OPEC is not holding back in touting its efforts to manipulate oil supply levels to increase prices. The cartel’s secretary-general said that OPEC may take even more action in order to tighten oil market fundamentals. “To sustain this [market rebalancing] into next year, some extraordinary measures may have to be taken in order to restore this stability on a sustainable basis going forward,” Secretary-General Mohammad Barkindo stated over the weekend.
“To sustain this [market rebalancing] into next year, some extraordinary measures may have to be taken in order to restore this stability on a sustainable basis going forward.”
Barkindo’s remark comes on the heels of Saudi Arabia’s meeting with Russia last week. Riyadh and Moscow tightened their energy ties and emphasized their willingness to continue cooperation to manipulate the market. OPEC has made it known that it wants to “institutionalize” the collaboration between OPEC and non-OPEC oil producing states, reinforcing the importance of the Saudi Arabia-Russia alliance. The countries represented in the current OPEC/non-OPEC agreement add up to approximately 55 percent of daily global oil supply.
Saudi Arabia further highlighted its commitment to cutting output. The country’s energy ministry said on Monday that state-run Saudi Aramco will cut allocations to customers for November by an “unprecedented” 560,000 barrels per day (b/d). “Saudi Arabia is once again demonstrating extraordinary leadership in its commitment to re-balancing the market,” the ministry said. “The kingdom expects all other participants in the effort to follow suit and to maintain the high levels of overall conformity achieved in August going forward.” Saudi Arabia’s statement reflects its determination to see higher prices and its willingness to lead by example.
The cartel’s next meeting is set for November 30. OPEC members have consistently stated as of late that oil market fundamentals and prices are moving in their favor, but they still have challenges ahead, not least of all the growth of U.S. shale. A surge of non-OPEC supply, particularly U.S. shale, is slated to come online in 2018, prompting worries that the market will return to oversupply. This outlook will likely motivate OPEC producers, when they meet next month, to continue the agreement throughout all of 2018, or expand the cut by taking more volumes off the market.
U.S. shale has been a thorn in OPEC’s side, and is forecast to grow by roughly 600,000 b/d, or 6.5 percent, in 2018. The rebound in U.S. production this year has kept the oil market in check—global benchmark ICE Brent is hovering in the mid-$50s. The U.S. exported a record two million barrels per day of crude during the last week of September, sending crude volumes to a variety of different markets and mitigating the effects of the OPEC cut.
Even though shale is forecast to grow through the end of 2018, expectations have been tempered.

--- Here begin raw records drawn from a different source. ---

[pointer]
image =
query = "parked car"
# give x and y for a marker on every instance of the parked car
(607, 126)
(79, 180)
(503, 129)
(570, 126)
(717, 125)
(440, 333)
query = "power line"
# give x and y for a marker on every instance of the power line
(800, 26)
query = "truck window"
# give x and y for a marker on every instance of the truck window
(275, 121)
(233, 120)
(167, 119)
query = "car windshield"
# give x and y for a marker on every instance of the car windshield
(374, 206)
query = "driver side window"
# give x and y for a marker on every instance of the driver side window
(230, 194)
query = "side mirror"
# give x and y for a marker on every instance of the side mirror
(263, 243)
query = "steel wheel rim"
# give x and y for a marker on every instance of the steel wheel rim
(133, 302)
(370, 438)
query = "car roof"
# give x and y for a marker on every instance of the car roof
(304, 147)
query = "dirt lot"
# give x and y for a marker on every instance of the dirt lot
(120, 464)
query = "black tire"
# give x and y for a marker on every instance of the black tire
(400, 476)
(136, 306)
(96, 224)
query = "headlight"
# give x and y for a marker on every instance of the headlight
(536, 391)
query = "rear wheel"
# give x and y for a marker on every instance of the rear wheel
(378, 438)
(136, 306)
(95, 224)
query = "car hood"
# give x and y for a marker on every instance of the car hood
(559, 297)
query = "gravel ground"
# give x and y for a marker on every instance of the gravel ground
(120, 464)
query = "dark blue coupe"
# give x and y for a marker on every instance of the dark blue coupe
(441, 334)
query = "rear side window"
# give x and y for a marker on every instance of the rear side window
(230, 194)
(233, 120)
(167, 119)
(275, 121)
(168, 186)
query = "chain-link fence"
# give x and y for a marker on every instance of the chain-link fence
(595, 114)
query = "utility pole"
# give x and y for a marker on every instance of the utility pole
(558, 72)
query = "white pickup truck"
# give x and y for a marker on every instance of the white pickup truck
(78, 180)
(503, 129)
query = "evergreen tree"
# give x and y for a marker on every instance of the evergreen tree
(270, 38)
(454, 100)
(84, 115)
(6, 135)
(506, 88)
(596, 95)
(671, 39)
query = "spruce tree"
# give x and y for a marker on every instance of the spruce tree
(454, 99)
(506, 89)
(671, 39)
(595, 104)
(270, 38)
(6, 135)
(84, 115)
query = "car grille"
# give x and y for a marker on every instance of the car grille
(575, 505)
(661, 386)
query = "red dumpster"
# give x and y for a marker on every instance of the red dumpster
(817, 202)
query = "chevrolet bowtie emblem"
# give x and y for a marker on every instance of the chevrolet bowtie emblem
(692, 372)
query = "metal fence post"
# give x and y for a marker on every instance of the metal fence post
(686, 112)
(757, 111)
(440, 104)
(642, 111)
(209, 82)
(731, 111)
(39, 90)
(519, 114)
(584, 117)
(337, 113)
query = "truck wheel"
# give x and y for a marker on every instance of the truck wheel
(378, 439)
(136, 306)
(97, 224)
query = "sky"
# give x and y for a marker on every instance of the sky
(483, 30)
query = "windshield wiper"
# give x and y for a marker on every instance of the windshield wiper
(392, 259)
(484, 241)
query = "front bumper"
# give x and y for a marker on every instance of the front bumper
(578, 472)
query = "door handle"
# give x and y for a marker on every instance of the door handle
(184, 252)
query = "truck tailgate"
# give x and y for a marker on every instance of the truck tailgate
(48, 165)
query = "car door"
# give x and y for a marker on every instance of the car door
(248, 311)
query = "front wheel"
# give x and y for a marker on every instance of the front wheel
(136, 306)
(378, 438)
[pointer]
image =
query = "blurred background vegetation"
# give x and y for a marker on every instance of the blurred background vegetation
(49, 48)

Yet it’s unclear for how long shale can effectively offset OPEC’s actions. Even though shale is forecast to grow through the end of 2018, expectations have been tempered. Wall Street analysts point out that shale producers are becoming more disciplined with output growth. “Investors are no longer rewarding ‘growth at any cost’,” said Morgan Stanley analysts last week. OPEC has taken notice of shale underperforming expectations. Barkindo, in a speech on Monday, argued this development is good news for the cartel. “We have recently seen a deceleration in U.S. tight oil growth compared to the first half of the year, evidenced recently by the falling productivity of wells, particularly in the Permian, as well as growing concerns from the investment community.”
All eyes will be on OPEC’s words and actions ahead of next month’s meeting. The continuation of the cartel’s supply agreement is not a foregone conclusion, but given the group members’ commitment to the cuts so far and recent upbeat comments from the Saudis and others, expect more OPEC collusion throughout 2018.